“Tudo o que acontece na Escola da Ponte é, antes de mais, ”educação na cidadania”. Quando as crianças pesquisam, investigam e aprendem em grupo e as “mais dotadas” se responsabilizam pelo acompanhamento e o apoio à aprendizagem das “menos dotadas”. Quando as crianças, desde a iniciação, se habituam a pedir a palavra para falar e se habituam a ouvir os outros em silêncio e com a devida atenção. Quando as crianças que julgam saber mais ou ser mais capazes se sentem coletivamente estimuladas a oferecer ajuda e quando as que julgam saber menos ou ser menos capazes não se sentem inibidas de pedir ajuda. Quando as crianças, no debate diário, partilham coletivamente as suas angústias, os seus sonhos, as suas dúvidas, as suas opiniões, as suas propostas, e o fazem, sabendo que vão ser escutadas e respeitadas pelos demais. Quando, no início de cada ano escolar, as crianças se envolvem na eleição dos membros da mesa da Assembleia e quando, de uma forma extremamente empenhada e responsável, promovem a constituição de listas, elaboram, divulgam e discutem os respetivos programas de ação, organizam todo o processo eleitoral e participam na campanha… Quando, todas as sextas-feiras, na Assembleia, as crianças refletem sobre os projetos e os problemas da escola e, solidariamente, procuram contribuir para a sua concretização e resolução… Quando as crianças, todos os anos, contratualizam com os adultos a sua carta de direitos e deveres. Quando as crianças, todos os dias, vivem o exemplo de entreajuda e de estreita e fraternal colaboração dos seus professores.
Quando tudo isto e tudo o mais (que só visto) acontece num ambiente amigável e solidário de aprendizagem, a educação na cidadania é o próprio respirar e sentir da comunidade, não é uma enxertia de conceitos pretensamente civilizadores numa cabeça cujo corpo está em permanente e agressiva disputa e concorrência com os outros… Devemos à Ponte, entre muitas outras, esta lição – educar na cidadania não é o mesmo que educar para a cidadania.

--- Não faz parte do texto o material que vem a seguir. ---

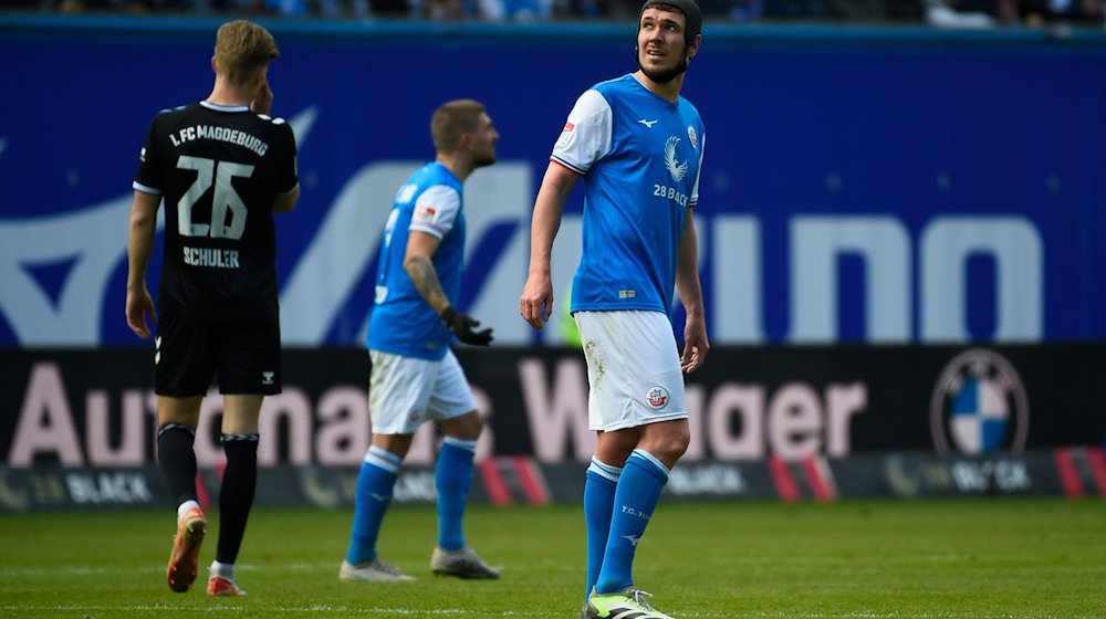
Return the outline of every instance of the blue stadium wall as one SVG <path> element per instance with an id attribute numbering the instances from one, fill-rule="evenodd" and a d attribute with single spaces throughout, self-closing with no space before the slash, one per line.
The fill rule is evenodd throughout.
<path id="1" fill-rule="evenodd" d="M 457 97 L 502 135 L 469 182 L 462 305 L 503 344 L 561 343 L 515 310 L 529 213 L 576 96 L 634 69 L 633 25 L 267 24 L 303 186 L 278 223 L 286 344 L 361 340 L 393 192 Z M 140 344 L 123 319 L 131 180 L 153 115 L 209 92 L 217 25 L 0 17 L 0 346 Z M 685 94 L 707 126 L 716 345 L 1106 336 L 1106 35 L 708 24 Z M 577 190 L 559 292 L 580 211 Z"/>

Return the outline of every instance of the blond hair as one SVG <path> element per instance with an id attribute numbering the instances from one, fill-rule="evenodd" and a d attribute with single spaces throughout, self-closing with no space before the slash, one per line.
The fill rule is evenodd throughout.
<path id="1" fill-rule="evenodd" d="M 216 34 L 216 66 L 232 84 L 244 84 L 259 69 L 278 57 L 280 50 L 273 35 L 251 21 L 227 22 Z"/>
<path id="2" fill-rule="evenodd" d="M 459 98 L 441 104 L 430 118 L 430 136 L 438 153 L 449 155 L 457 150 L 461 136 L 480 128 L 484 106 L 471 98 Z"/>

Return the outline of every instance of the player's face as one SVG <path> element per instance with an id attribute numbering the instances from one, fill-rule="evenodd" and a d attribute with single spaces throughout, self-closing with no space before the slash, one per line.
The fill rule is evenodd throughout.
<path id="1" fill-rule="evenodd" d="M 482 168 L 495 162 L 495 143 L 499 132 L 491 124 L 488 114 L 480 115 L 480 127 L 472 133 L 472 162 Z"/>
<path id="2" fill-rule="evenodd" d="M 687 70 L 686 24 L 687 18 L 679 11 L 649 7 L 641 13 L 637 29 L 637 64 L 646 77 L 667 84 Z"/>

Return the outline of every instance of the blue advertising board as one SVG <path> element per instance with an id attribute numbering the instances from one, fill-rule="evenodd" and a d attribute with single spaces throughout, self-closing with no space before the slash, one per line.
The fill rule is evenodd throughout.
<path id="1" fill-rule="evenodd" d="M 123 312 L 131 181 L 152 117 L 208 94 L 218 24 L 0 18 L 0 346 L 142 343 Z M 562 343 L 562 300 L 540 334 L 518 316 L 530 211 L 576 97 L 635 69 L 633 24 L 265 24 L 303 188 L 278 218 L 285 344 L 363 340 L 394 192 L 460 97 L 501 134 L 466 189 L 461 305 L 497 343 Z M 1106 35 L 708 24 L 684 94 L 707 127 L 712 344 L 1106 337 Z M 581 209 L 577 188 L 561 296 Z"/>

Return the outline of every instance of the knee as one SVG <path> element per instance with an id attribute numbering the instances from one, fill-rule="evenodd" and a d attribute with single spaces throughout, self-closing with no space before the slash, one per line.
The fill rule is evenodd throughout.
<path id="1" fill-rule="evenodd" d="M 691 431 L 687 422 L 659 423 L 658 428 L 650 430 L 638 447 L 656 455 L 667 465 L 675 465 L 691 442 Z"/>
<path id="2" fill-rule="evenodd" d="M 483 431 L 483 421 L 477 411 L 456 417 L 441 423 L 446 434 L 462 441 L 474 441 L 480 438 Z"/>

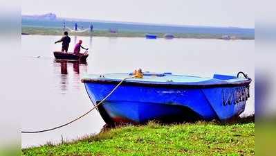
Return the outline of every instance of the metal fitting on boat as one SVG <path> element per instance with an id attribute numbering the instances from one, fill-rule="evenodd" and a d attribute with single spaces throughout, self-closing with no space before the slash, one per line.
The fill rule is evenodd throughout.
<path id="1" fill-rule="evenodd" d="M 142 77 L 144 76 L 141 69 L 134 70 L 134 76 L 136 78 L 142 78 Z"/>

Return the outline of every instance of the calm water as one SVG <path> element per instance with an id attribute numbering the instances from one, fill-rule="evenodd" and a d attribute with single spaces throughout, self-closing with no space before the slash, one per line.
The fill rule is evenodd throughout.
<path id="1" fill-rule="evenodd" d="M 89 47 L 86 64 L 55 62 L 54 44 L 59 36 L 23 35 L 21 50 L 12 64 L 20 66 L 21 129 L 49 128 L 78 116 L 92 107 L 81 78 L 86 73 L 144 71 L 212 76 L 214 73 L 236 75 L 243 71 L 254 78 L 254 40 L 71 37 Z M 253 79 L 254 80 L 254 79 Z M 244 114 L 254 112 L 254 82 Z M 59 142 L 97 133 L 104 122 L 96 111 L 61 129 L 39 134 L 22 134 L 22 147 L 48 141 Z"/>

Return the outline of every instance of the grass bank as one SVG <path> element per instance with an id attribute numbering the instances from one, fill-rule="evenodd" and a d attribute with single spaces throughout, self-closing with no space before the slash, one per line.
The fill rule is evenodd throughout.
<path id="1" fill-rule="evenodd" d="M 254 155 L 255 123 L 128 125 L 58 145 L 22 149 L 22 155 Z"/>
<path id="2" fill-rule="evenodd" d="M 63 31 L 61 28 L 42 28 L 22 26 L 22 34 L 28 35 L 62 35 Z M 69 33 L 71 35 L 80 36 L 104 36 L 104 37 L 145 37 L 146 32 L 128 32 L 119 31 L 117 33 L 111 33 L 107 31 L 93 31 L 93 33 L 89 31 L 84 33 Z M 154 33 L 158 38 L 162 38 L 164 33 Z M 175 33 L 176 38 L 205 38 L 205 39 L 220 39 L 223 34 L 194 34 L 194 33 Z M 239 40 L 254 40 L 254 37 L 246 36 L 236 36 Z"/>

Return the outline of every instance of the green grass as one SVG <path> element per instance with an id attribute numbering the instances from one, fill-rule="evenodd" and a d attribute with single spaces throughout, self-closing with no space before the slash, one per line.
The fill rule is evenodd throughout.
<path id="1" fill-rule="evenodd" d="M 255 123 L 128 125 L 58 145 L 22 149 L 23 155 L 254 155 Z"/>
<path id="2" fill-rule="evenodd" d="M 23 26 L 21 33 L 29 35 L 62 35 L 63 31 L 61 28 L 51 28 L 43 27 Z M 111 33 L 107 31 L 93 31 L 93 33 L 89 31 L 84 33 L 69 33 L 70 35 L 80 36 L 104 36 L 104 37 L 145 37 L 145 35 L 150 32 L 127 32 L 119 31 L 118 33 Z M 164 33 L 154 33 L 158 37 L 163 37 Z M 194 33 L 176 33 L 174 34 L 176 38 L 212 38 L 220 39 L 223 34 L 194 34 Z M 225 34 L 224 34 L 225 35 Z M 240 40 L 254 40 L 254 37 L 246 36 L 236 36 Z"/>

Mas a mais extraordinária, cintilante e desafiadora lição que, porventura, devemos à Escola da Ponte (ainda que nem sempre devidamente enfatizada pelos observadores) tem a ver com a reformulação (absolutamente radical) dos papéis do “professor” e do “aluno”, enquanto membros de uma comunidade educativa.
A primeira grande surpresa que espera o visitante da Ponte é a aparente subversão de um conjunto de mecanismos e rituais que nos fomos habituando a associar à organização e ao funcionamento de uma escola. Na Ponte, tudo ou quase tudo parece obedecer a uma outra lógica. Não há aulas. Não há turmas. Não há fichas ou testes elaborados pelos professores para a avaliação dos alunos. Não há manuais escolares e, menos ainda, manuais únicos para todos os alunos. Não há toques de campainha ou de sineta.
Em certos momentos, o observador mais distraído até poderá supor que, naquela escola, não há professores, de tal modo eles se confundem com os alunos ou são (ou parecem ser) desnecessários.
À medida, porém, que o observador procura ver e compreender melhor o que se passa ali, ele acaba percebendo o sentido de tudo, a tal lógica singular de organização e funcionamento da Escola da Ponte. E percebe que a filosofia subjacente ao projeto pedagógico daquela comunidade é extraordinariamente simples e coerente com tudo o mais.”